Ionizing radiation is commonly used in the treatment of brain tumors but can cause significant damage to surrounding normal brain. The pathogenesis of this damage is uncertain, and understanding the response of potential target cell populations may provide information useful for developing strategies to optimize therapeutic irradiation. In the mammalian forebrain, the subependyma is a mitotically active area that is a source of oligodendrocytes and astrocytes, and it has been hypothesized that depletion of cells from this region could play a role in radiation-induced white matter injury. Using a distinct morphological pattern of nuclear fragmentation and an immunohistochemical method to specifically label the 3′-hydroxyl termini of DNA strand breaks (terminal deoxynucleotidyl transferase-mediated dUTP-biotin nick end labeling), we quantified apoptosis in the subependyma in the young adult rat brain after single and fractionated doses of X-rays. Significant increases in apoptotic index (percentage of cells showing apoptosis) were detected 3 h after irradiation, and the peak apoptotic index was detected at 6 h. Six h after irradiation, the dose response for apoptosis was characterized by a steep increase in apoptotic index between 0.5 and 2.0 Gy and a plateau from 2–30 Gy. The fraction of cells susceptible to apoptosis was estimated to be about 40%, and treatment of rats with cycloheximide inhibited apoptosis. When daily 1.5-Gy fractions of X-rays were administered, the first three fractions were equally effective at decreasing the cell population via apoptosis. There was no additional apoptosis or decrease in cellularity in spite of one to four additional doses of X-rays.

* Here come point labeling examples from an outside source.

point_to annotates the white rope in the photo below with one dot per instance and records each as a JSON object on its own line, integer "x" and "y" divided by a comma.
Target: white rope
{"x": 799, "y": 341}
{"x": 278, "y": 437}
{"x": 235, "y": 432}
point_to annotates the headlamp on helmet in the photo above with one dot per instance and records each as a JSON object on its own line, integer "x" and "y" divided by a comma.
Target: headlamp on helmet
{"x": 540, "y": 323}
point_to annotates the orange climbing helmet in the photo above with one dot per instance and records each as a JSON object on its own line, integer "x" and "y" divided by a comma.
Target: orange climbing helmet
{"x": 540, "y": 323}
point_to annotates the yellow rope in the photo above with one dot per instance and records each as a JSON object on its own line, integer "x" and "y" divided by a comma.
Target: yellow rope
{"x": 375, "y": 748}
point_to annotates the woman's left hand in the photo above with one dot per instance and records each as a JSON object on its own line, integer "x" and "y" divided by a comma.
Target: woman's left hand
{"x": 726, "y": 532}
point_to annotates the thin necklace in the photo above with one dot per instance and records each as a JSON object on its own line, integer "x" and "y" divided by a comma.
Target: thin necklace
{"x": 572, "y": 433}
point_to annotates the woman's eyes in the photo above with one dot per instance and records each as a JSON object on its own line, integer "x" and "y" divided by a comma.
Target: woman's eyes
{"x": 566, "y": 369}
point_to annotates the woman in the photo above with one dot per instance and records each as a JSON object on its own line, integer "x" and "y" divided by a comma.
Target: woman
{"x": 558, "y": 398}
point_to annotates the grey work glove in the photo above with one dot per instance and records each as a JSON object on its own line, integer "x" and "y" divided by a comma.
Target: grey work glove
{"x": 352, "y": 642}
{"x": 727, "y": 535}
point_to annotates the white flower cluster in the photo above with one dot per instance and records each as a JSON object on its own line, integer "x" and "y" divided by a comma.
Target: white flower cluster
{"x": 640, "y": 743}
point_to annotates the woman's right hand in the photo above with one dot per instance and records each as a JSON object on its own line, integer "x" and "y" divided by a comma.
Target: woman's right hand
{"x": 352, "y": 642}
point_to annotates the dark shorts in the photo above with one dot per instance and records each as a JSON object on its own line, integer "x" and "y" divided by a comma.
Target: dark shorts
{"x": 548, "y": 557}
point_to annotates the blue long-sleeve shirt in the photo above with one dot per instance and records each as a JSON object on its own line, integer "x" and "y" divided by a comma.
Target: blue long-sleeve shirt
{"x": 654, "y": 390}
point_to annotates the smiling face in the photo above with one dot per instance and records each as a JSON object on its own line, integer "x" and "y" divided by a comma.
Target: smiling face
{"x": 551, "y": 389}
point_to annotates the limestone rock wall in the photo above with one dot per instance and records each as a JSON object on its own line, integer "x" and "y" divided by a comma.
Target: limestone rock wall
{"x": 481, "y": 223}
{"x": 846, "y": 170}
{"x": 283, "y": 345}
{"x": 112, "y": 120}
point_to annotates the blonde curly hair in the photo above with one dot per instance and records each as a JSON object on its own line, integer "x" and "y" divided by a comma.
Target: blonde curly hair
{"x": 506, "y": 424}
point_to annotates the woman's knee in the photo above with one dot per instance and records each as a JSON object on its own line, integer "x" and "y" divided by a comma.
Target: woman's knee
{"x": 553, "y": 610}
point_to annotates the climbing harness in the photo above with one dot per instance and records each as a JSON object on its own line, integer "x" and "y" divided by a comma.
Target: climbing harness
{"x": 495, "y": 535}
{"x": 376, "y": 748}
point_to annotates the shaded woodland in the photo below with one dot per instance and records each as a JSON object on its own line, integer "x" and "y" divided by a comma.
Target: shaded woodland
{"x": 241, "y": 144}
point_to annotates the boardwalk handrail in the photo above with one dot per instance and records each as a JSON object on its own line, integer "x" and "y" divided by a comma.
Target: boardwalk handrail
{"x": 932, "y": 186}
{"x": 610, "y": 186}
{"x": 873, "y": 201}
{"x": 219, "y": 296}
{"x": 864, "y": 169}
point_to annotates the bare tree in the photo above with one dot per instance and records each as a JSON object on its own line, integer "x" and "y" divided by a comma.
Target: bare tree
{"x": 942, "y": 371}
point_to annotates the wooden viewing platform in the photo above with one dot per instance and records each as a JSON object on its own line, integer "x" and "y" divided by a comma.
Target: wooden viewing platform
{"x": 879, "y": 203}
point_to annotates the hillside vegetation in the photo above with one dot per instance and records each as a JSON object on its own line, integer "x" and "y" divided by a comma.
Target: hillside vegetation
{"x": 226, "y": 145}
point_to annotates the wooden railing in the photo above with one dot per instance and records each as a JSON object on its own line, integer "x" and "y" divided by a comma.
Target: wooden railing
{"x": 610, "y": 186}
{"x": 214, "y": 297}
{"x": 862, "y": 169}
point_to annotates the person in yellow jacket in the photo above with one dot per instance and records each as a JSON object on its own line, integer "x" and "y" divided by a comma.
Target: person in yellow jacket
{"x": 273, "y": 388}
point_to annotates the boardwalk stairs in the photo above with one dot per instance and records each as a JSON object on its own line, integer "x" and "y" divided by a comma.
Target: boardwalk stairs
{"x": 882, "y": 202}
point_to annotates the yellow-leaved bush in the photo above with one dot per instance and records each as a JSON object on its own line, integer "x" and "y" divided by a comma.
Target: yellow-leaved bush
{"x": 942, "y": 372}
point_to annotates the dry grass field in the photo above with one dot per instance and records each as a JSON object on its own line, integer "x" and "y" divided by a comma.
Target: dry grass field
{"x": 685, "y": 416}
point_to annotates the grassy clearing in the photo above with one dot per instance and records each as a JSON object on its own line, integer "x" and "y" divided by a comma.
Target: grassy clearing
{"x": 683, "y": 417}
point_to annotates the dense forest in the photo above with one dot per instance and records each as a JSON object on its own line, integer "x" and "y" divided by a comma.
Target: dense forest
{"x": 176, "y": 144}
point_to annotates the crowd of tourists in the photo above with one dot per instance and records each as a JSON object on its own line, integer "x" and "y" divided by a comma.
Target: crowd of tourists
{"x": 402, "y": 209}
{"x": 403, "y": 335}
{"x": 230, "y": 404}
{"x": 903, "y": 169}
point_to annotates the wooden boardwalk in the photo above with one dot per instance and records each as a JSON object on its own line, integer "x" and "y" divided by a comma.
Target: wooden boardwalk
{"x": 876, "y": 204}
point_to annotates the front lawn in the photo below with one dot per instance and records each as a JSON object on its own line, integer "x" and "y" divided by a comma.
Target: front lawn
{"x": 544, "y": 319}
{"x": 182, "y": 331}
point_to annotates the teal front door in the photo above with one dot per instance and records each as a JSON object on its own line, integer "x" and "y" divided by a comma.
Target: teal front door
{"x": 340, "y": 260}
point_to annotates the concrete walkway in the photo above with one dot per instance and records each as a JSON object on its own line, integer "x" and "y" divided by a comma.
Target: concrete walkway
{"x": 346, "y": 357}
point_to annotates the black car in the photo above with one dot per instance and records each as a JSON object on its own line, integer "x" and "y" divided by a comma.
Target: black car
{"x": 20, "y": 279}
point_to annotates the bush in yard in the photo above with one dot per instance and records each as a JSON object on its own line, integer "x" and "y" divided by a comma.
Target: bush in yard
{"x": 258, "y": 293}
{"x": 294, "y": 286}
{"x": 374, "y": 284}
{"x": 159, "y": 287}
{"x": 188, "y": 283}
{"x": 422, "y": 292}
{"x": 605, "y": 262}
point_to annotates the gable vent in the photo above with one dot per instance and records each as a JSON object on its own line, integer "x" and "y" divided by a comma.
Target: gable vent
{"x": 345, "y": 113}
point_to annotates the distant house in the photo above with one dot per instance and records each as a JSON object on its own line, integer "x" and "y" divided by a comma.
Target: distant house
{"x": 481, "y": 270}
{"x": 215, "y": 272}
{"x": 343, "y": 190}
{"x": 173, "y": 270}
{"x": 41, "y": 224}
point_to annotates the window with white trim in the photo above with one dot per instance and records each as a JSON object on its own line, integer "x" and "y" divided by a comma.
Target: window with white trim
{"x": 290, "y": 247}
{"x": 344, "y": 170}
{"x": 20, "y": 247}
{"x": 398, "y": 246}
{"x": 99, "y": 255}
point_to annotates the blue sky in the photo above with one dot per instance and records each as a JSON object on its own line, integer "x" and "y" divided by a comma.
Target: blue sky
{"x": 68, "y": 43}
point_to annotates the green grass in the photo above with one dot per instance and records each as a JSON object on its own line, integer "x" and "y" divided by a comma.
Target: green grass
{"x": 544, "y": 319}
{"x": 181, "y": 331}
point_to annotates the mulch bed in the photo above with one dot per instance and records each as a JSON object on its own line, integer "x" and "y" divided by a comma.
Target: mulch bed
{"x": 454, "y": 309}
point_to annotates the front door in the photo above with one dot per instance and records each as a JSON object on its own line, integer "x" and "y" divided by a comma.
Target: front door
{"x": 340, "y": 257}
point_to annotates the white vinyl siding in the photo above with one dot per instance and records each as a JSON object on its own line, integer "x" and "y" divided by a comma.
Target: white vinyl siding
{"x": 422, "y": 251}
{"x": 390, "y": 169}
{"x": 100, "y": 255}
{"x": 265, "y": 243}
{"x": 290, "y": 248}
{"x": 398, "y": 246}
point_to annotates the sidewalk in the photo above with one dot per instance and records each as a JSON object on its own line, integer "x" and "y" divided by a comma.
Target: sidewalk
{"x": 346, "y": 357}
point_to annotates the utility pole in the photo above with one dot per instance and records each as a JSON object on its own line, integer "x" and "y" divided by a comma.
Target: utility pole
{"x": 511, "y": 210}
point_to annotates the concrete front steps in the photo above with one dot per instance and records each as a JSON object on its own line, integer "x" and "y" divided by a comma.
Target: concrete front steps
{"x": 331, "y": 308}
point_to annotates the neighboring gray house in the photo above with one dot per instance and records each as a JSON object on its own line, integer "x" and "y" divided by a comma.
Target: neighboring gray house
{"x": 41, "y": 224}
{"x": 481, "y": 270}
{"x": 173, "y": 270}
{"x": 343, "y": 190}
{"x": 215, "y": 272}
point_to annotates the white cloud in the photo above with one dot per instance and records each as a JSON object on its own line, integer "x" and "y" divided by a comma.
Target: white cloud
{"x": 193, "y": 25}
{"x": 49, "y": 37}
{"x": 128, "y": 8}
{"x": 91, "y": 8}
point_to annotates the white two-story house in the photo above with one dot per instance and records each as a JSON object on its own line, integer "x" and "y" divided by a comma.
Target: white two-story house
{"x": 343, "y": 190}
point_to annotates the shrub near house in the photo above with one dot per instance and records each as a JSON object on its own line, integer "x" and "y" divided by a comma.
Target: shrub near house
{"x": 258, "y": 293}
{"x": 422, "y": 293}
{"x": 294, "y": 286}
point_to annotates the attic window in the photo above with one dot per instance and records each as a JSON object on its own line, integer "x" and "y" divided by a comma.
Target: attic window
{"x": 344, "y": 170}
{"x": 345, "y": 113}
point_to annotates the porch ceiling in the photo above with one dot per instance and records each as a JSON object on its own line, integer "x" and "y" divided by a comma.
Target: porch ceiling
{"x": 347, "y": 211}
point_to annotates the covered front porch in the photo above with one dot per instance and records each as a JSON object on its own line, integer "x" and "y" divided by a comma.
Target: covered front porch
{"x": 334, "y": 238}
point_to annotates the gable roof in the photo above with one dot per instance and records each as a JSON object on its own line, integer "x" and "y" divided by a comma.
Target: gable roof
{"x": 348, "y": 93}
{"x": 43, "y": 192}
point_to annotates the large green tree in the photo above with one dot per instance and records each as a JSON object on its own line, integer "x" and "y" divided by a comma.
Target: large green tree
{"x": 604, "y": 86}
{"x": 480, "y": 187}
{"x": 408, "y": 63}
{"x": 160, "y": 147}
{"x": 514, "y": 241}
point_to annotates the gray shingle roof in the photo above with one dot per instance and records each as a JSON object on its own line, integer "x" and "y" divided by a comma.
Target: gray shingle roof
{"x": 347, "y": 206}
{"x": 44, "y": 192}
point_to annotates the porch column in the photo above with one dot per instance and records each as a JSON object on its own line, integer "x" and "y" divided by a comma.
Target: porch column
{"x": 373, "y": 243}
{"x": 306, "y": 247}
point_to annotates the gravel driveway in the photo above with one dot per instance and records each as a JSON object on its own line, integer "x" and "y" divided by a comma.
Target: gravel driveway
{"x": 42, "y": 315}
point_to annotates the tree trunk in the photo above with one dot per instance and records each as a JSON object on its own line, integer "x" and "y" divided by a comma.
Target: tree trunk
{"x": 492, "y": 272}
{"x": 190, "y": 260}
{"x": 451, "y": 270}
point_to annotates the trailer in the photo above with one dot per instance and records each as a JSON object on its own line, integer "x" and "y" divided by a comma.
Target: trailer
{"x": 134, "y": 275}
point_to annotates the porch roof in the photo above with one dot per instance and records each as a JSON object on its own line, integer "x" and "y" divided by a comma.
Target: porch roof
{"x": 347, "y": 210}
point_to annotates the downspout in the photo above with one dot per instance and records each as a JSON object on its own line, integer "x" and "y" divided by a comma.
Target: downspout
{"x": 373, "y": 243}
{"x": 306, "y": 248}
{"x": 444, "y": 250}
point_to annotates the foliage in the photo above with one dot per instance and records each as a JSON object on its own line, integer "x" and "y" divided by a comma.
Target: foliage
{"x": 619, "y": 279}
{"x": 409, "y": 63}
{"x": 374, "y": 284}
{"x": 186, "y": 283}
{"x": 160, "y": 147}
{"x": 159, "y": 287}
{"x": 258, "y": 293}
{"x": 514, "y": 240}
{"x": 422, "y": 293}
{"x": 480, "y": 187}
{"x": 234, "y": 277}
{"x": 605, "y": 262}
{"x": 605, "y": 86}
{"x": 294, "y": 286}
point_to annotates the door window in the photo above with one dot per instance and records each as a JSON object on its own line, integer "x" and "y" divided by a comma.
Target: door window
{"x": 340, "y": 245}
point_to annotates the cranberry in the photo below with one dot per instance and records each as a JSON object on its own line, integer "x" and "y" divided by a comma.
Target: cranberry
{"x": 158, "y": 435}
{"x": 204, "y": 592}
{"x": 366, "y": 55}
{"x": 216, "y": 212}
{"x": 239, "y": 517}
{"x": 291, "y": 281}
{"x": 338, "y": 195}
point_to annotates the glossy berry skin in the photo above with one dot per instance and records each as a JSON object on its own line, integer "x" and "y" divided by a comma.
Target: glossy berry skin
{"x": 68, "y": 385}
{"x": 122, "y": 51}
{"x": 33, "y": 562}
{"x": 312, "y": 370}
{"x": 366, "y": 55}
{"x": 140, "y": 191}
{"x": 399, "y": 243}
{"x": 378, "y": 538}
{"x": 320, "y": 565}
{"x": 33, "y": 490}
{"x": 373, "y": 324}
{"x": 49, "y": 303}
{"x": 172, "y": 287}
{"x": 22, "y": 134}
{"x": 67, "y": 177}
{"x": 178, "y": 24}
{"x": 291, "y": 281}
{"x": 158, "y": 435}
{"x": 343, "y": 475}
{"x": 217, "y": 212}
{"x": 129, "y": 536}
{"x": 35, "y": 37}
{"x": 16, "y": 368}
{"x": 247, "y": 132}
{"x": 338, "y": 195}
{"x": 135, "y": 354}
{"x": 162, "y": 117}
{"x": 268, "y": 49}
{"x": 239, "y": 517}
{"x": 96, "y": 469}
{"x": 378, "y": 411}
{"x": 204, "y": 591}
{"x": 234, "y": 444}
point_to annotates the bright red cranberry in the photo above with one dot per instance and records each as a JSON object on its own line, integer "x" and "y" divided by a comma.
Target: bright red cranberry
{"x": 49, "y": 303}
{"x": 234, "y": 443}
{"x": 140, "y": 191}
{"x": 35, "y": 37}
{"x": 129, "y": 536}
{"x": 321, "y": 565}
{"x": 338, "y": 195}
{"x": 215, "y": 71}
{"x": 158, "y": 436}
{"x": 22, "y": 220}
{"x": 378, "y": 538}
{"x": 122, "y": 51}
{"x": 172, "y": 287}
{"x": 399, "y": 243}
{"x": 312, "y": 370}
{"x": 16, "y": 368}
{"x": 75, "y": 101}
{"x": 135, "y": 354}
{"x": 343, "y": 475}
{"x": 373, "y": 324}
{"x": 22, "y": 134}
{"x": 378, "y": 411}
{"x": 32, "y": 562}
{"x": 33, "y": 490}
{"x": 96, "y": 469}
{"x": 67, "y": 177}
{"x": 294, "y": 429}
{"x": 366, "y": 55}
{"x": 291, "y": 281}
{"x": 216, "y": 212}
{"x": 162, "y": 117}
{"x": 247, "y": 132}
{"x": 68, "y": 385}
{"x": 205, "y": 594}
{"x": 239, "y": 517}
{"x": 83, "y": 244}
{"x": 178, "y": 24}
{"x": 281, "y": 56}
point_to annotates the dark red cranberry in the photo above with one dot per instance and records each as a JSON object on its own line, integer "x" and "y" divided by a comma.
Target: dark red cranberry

Those data suggested some input of cells into the subependymal population during fractionated treatment, and subsequent studies showed that there was a significant rise in 5-bromo-2′ deoxyuridine labeling index 2–3 days after irradiation, indicating increased cellular proliferation. The proliferative response after depletion of cells via apoptosis may represent the recruitment of a relatively quiescent stem cell population. It is possible that the radiation response of subependymal stem cells and not the apoptotic-sensitive population per se are critical elements in the response of the brain to radiation injury.


This work was supported by NIH Grant CA 13525.